Tras terminar de hablar, Mu Jiaming dejó escapar un largo suspiro de alivio, como si se hubiera quitado un gran peso de encima.
—¿Así que lo que mi padre quería era esa urna? —Wei Shunshun pensó un momento y luego dijo—: Mi madre dijo que también había un cuadro, pero mi padre se lo llevó y no sé qué hizo con él.
"Yo tampoco lo sé. Cuando repartimos esas cosas, como éramos cinco personas y seis antigüedades, tu padre recibió una parte extra porque era el líder en ese momento y fue quien invitó a la misión. Tu padre se quedó con el jarrón y el cuadro, yo con el colgante de jade, el padre de Xiaoji con el caballito de oro, tu tío Guan con la figurita de cerámica y tu tío Wu con el jarrón."
¿Qué pasó después de que saqueaste su casa? ¿Dijo algo el profesor? —preguntó Yang San.
Mu Jiaming suspiró y dijo:
¡Ay! Esa anciana sufrió un derrame cerebral y quedó paralizada. Fuimos descuidados y olvidamos buscar a alguien que la cuidara. Cuando nos acordamos de verla unos días después, ya había fallecido. Murió en el suelo de su habitación. La habíamos acostado en la cama, y supongo que quería llamar a alguien o algo, así que se cayó al suelo. Después, trajimos al profesor, y cuando vio que la anciana había muerto, ¡él también se suicidó!
Los tres rompieron a sudar frío.
"Por supuesto, no podemos decirle al mundo exterior que esto tenga algo que ver con nosotros. Solo podemos decir que se suicidaron por miedo al castigo, y después de llamar a su hija para que se encargara de los preparativos del funeral, nunca más nos importó el asunto."
"¿Ocurrió algo extraño en aquel momento?"
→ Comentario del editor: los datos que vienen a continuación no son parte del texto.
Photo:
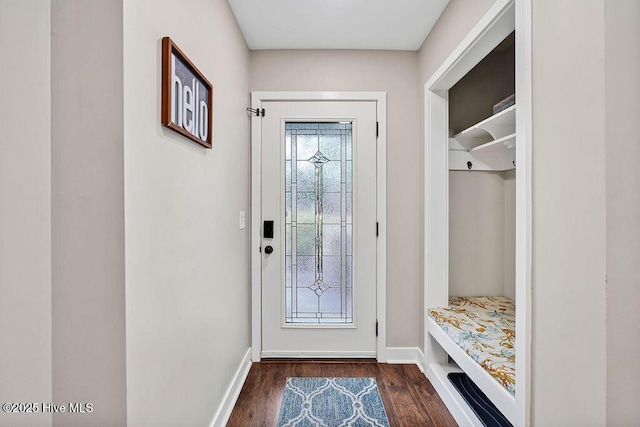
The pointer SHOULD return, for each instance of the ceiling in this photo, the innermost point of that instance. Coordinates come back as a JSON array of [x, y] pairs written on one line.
[[336, 24]]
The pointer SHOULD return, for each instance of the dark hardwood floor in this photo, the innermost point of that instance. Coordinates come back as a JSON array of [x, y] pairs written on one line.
[[408, 397]]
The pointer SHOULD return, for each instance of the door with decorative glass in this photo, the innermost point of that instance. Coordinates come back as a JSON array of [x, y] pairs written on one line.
[[319, 204]]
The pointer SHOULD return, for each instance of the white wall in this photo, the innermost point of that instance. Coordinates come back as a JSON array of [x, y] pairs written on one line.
[[569, 216], [88, 211], [395, 73], [509, 246], [25, 208], [188, 264], [622, 31]]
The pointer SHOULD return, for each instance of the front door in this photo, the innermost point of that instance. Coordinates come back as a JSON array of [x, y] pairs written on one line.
[[319, 229]]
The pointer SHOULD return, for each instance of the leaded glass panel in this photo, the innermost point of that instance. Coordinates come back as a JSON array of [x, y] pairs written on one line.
[[319, 200]]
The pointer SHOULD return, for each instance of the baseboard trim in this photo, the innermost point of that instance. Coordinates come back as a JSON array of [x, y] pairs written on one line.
[[233, 391]]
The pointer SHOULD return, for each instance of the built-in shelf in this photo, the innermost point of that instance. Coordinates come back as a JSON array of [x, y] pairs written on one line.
[[488, 145]]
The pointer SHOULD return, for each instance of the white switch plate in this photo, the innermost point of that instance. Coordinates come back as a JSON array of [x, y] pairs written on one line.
[[242, 220]]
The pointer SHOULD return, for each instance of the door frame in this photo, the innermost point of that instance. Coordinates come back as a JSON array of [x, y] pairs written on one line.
[[500, 20], [257, 98]]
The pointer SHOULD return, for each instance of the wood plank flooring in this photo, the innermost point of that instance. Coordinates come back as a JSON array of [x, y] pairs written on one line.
[[408, 396]]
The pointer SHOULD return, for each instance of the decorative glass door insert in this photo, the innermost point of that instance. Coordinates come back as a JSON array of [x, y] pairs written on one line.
[[318, 223]]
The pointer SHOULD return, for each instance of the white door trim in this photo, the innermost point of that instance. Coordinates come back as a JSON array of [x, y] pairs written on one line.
[[497, 23], [257, 98]]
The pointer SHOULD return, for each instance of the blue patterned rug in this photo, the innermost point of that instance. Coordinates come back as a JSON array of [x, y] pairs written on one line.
[[332, 402]]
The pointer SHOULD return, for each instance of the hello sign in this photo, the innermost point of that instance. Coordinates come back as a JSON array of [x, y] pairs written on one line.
[[186, 96]]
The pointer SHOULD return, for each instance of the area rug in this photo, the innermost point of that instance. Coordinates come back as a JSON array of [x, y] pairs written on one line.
[[332, 402]]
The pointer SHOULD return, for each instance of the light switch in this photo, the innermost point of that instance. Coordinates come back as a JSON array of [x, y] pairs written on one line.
[[242, 220]]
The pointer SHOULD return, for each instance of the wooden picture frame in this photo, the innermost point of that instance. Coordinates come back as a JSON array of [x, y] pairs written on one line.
[[187, 96]]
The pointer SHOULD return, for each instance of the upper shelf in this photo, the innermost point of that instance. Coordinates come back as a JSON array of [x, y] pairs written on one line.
[[493, 128]]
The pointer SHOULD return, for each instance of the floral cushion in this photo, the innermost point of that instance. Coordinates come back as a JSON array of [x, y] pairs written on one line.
[[484, 327]]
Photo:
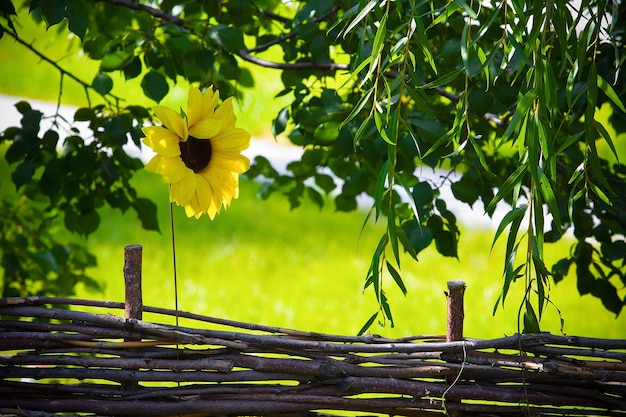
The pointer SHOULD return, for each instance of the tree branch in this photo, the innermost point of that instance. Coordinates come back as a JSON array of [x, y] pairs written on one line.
[[160, 14], [61, 70]]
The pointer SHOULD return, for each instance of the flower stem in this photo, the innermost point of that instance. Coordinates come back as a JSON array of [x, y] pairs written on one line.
[[174, 255]]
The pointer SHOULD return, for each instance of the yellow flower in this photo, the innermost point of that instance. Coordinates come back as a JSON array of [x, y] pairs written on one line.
[[200, 155]]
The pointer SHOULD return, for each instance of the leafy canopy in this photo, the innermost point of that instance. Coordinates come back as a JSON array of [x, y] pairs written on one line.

Yu Ji pensó que el comentario casual de la anciana sobre la venganza probablemente no se cumpliría. ¿Podrían esas antigüedades ser realmente extrañas? Mu Jiaming asintió:
¡Sí! Fue tu padre quien lo escuchó por primera vez. Decía que a menudo oía el sonido de caballos corriendo por la noche, y que le daba tanto miedo que no se atrevía a irse a casa a dormir, así que siempre se quedaba con nosotros.
"¿Y los demás?"
¿Otros? Fue cuando tu tío Wei y tu tío Guan tuvieron un accidente de coche, y luego tu tío Wu se tiró de un edificio sin motivo alguno. Tu padre siempre decía que se sentía amenazado por alguien. En cuanto a mí, no sé por qué, pero estaba bien, y luego estuve a punto de morir varias veces. No sé cómo me intoxiqué con la comida. Comí con otras personas y no les pasó nada. Luego me desperté en mitad de la noche, en pleno invierno, y me encontré tirado en el patio o en el balcón, casi congelado. Tenía un resfriado, ¡y casi me muero por tomar unos cuantos medicamentos para el resfriado! Mu Jiaming negó con la cabeza mientras hablaba.
"¿Así que viniste aquí?" Yang San miró alrededor de la habitación, que estaba llena de un olor extraño.
"No. Al principio, estaba en las afueras, no muy lejos de la ciudad. Siempre pensé que cuanto más lejos de la ciudad, mejor."
"Tío Mu, danos la dirección de esa anciana", dijo Yu Ji, sacando una libreta.